Enduro riders on dirt bikes will be able to use portions of the county roads for the annual Dayton Enduro Aug. 10.
The Webster County Board of Supervisors approved a permit to temporarily close and use about 8 miles of roads southeast of Lehigh at its regular meeting Monday. The supervisors also approved a more safety-conscious road striping method for County Road D43, received the annual certification of taxes and approved repair of a dump truck in the roads department.
They also recognized the Webster County Jail for a good report on its annual inspection.
The Central Iowa Enduro Riders have put on the Dayton Enduro since 1981, said Dale Iles, president of the Iowa Enduro Riders Association.
The ride will primarily be through the woods on several private properties. Riders will cross the public roads at several intersections and will use Union Avenue for about a mile.
Iles also works for the roads division of the Webster County Engineer's office, and said he will handle road closings himself. There will be people to control traffic at every intersection, he said.

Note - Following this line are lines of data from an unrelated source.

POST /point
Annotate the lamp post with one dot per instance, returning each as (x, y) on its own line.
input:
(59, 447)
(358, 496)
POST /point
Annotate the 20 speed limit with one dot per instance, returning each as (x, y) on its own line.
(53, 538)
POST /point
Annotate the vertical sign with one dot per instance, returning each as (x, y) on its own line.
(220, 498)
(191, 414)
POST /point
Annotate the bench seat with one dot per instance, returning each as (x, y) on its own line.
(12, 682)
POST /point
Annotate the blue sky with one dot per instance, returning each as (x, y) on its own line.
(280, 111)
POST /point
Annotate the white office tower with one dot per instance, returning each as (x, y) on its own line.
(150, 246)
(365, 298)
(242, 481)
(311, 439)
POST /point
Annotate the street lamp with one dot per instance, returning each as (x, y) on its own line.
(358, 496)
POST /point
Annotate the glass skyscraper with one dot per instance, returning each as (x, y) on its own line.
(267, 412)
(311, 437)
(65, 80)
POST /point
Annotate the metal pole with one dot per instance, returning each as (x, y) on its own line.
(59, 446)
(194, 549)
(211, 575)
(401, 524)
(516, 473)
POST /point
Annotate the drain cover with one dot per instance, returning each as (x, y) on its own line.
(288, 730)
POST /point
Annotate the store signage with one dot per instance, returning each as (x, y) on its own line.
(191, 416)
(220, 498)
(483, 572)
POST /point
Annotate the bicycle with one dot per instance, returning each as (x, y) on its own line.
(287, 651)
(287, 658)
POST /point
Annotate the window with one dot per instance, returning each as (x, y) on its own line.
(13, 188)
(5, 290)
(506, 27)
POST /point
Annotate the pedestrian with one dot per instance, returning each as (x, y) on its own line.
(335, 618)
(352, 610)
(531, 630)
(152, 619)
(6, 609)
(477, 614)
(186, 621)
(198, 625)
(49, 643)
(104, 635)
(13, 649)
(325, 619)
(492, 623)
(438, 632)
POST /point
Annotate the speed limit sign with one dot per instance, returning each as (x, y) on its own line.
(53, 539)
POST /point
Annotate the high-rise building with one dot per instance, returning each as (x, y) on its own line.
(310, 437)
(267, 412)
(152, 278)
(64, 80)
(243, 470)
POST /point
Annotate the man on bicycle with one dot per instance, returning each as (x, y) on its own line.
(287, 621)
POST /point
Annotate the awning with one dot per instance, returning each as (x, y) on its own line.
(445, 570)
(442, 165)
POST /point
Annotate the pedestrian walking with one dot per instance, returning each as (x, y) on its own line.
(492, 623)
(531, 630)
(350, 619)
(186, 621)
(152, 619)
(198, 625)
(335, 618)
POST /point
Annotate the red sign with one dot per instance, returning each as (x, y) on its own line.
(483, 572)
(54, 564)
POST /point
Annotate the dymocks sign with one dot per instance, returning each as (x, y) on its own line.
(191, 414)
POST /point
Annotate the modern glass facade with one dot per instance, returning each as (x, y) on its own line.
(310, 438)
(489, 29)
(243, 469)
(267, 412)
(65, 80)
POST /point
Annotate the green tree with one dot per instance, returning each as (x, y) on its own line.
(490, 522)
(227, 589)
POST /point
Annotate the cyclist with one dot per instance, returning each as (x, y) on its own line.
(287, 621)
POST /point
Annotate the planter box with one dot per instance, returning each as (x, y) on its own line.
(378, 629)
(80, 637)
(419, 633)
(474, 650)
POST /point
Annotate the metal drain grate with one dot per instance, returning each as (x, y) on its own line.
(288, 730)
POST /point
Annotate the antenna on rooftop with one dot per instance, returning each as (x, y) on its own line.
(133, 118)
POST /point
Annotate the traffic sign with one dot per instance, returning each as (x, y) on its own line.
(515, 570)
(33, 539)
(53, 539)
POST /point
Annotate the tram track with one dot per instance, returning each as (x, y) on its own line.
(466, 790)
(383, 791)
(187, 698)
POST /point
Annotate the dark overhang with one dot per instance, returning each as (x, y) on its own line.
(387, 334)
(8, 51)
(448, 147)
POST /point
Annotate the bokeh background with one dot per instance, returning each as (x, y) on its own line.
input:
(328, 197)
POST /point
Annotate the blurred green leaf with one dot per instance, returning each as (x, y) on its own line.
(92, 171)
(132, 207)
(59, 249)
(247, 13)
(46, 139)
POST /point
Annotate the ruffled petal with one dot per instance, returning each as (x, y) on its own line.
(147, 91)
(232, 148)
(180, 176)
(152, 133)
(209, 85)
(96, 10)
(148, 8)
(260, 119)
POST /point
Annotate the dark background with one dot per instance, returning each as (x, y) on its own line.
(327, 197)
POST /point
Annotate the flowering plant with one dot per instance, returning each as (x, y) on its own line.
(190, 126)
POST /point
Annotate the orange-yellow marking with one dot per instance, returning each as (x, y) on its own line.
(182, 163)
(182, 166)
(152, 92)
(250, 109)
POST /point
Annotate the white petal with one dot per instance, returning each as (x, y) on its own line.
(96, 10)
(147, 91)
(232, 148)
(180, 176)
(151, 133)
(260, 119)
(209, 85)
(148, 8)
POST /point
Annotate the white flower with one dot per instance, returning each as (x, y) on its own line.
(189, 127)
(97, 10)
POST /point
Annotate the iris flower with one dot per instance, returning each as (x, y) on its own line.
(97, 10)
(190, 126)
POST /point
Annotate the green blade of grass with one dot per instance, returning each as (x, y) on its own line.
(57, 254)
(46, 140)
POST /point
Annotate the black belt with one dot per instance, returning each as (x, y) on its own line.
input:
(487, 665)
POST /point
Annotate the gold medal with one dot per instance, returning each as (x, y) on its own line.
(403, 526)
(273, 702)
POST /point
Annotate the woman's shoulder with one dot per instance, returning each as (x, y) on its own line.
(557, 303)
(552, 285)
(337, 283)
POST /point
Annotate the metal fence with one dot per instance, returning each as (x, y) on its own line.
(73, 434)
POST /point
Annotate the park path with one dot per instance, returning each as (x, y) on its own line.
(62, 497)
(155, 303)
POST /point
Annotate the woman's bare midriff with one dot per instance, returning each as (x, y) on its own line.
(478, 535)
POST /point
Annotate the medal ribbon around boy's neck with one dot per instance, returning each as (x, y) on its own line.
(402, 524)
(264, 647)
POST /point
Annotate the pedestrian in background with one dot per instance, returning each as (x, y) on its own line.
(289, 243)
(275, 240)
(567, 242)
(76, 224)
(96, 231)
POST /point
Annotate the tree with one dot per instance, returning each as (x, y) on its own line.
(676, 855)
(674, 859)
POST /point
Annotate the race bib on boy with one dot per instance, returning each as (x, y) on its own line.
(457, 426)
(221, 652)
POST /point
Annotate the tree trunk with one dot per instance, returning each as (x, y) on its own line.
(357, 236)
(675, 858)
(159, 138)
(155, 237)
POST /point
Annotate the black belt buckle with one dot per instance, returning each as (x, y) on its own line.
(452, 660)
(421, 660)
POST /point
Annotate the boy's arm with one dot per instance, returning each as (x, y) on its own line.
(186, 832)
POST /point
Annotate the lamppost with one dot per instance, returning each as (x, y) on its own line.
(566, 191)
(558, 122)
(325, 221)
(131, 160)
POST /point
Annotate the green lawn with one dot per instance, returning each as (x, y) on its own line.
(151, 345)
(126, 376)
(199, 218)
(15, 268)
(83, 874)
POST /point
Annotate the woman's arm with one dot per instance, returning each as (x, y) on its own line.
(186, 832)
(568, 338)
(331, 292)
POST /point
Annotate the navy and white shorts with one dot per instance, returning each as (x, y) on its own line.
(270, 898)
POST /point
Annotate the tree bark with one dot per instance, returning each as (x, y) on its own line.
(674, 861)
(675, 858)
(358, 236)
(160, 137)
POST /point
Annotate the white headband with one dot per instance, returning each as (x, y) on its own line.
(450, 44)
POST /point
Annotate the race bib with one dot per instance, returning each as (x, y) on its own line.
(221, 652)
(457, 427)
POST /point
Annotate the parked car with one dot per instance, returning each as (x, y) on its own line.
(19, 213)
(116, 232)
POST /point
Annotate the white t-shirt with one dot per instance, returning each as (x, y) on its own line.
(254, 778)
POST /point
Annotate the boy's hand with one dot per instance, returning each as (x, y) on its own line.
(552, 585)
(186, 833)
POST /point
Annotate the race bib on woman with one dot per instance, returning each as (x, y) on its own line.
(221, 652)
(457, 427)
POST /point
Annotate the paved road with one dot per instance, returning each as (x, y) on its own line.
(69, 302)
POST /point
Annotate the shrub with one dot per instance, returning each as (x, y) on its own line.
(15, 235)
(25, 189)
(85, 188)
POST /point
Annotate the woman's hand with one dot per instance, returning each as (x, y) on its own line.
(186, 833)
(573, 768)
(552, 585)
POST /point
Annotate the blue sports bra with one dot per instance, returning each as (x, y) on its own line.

The goal is to reach each checkpoint in a prescribed time, he said. Riders who come in late are given penalty points, but riders who come in early are given twice as many penalty points.
"This keeps them from cheating in the woods, and also keeps them from racing on the roads," Iles said. "If you're picturing us racing down the road, no. Twelve miles per hour is our speed limit."
The ride's insurance will cover all the landowners, as well as the county in the event of an accident on their property, Iles said.
County jail recognized for inspection
The board recognized the Sheriff's Department and the jail staff for passing the annual jail inspection.
"They received not only passing grades, but recognition for a well-run facility," Supervisor Clark Fletcher said.
The inspection report said the jail was "Clean, well-maintained and well-managed. The documentation was complete and ready for inspection."
No deficiencies were found on a lengthy list of items, said jail Steve "Wally" Elifrits. The items range to security issues such as keeping staff present at all times, both male and female staff on duty, to issues of prisoner treatment and exercise time, to fire extinguisher and smoke detector checks, acceptable temperature and proper lighting in the building.
There are any number of major or minor things the inspectors can "ding" you for, Elifrits said - especially if Iowa code changes but jail policies do not.
"When I first took over, there were quite a few dings on there," he said.
Elifrits has been administrator for 11 years. He said working ahead to always be prepared for an inspection is key.
"It's just the same old process; you keep up on the policies," he said. "If you don't get behind, it's easy to keep up."
Roads and engineering
The county will now use a milled-in center line and edge line on the recent road resurfacing project between Callender and U.S. Highway 169.
The conventional method was to simply paint the surface, said Webster County Engineer Randy Will. This new method will cut a small way below the surface; it is intended to be more durable because it is less exposed to wear.
"The current highway transportation bill emphasizes safety, and they've provided more funding for that purpose. We became aware we could apply for this funding after the project was let," Will said.
The project will not cost the county anything, he said. About 90 percent of the estimated $40,000 cost will be paid by federal funds, and 10 percent from state funding.
The engineering department will also put a new service body, including a crane, on a chassis that was once a dump truck, for a cost of about $40,000.
The 2003 International single-axle dump truck's chassis is in good condition, but the dump bed is badly rusted, Will said. With its service body it will replace a 1990 Ford F350.
The supervisors received and filed the certification of taxes collectible for the year 2013, which will be collected in 2014-2015.
The total amount of consolidated taxes is $50,837,937.31. This is a slight increase from last year's $50,601,097.96.
The net amount is about $47,976,000 after deducting the homestead, ag land, family farm and business property tax credits. The BPT credit is new this year.
Last year's net amount was about $48,330,000.
Supervisor Merrill Leffler said the alley around the Law Enforcement Center will remain open during construction along First Avenue South. The construction is part of the crosstown connector project and will likely keep the road in front of the LEC closed off until October.
A public hearing was set for 10:30 a.m. Aug. 12 to consider rezoning land near Burnside to allow Mike Halligan to build a house.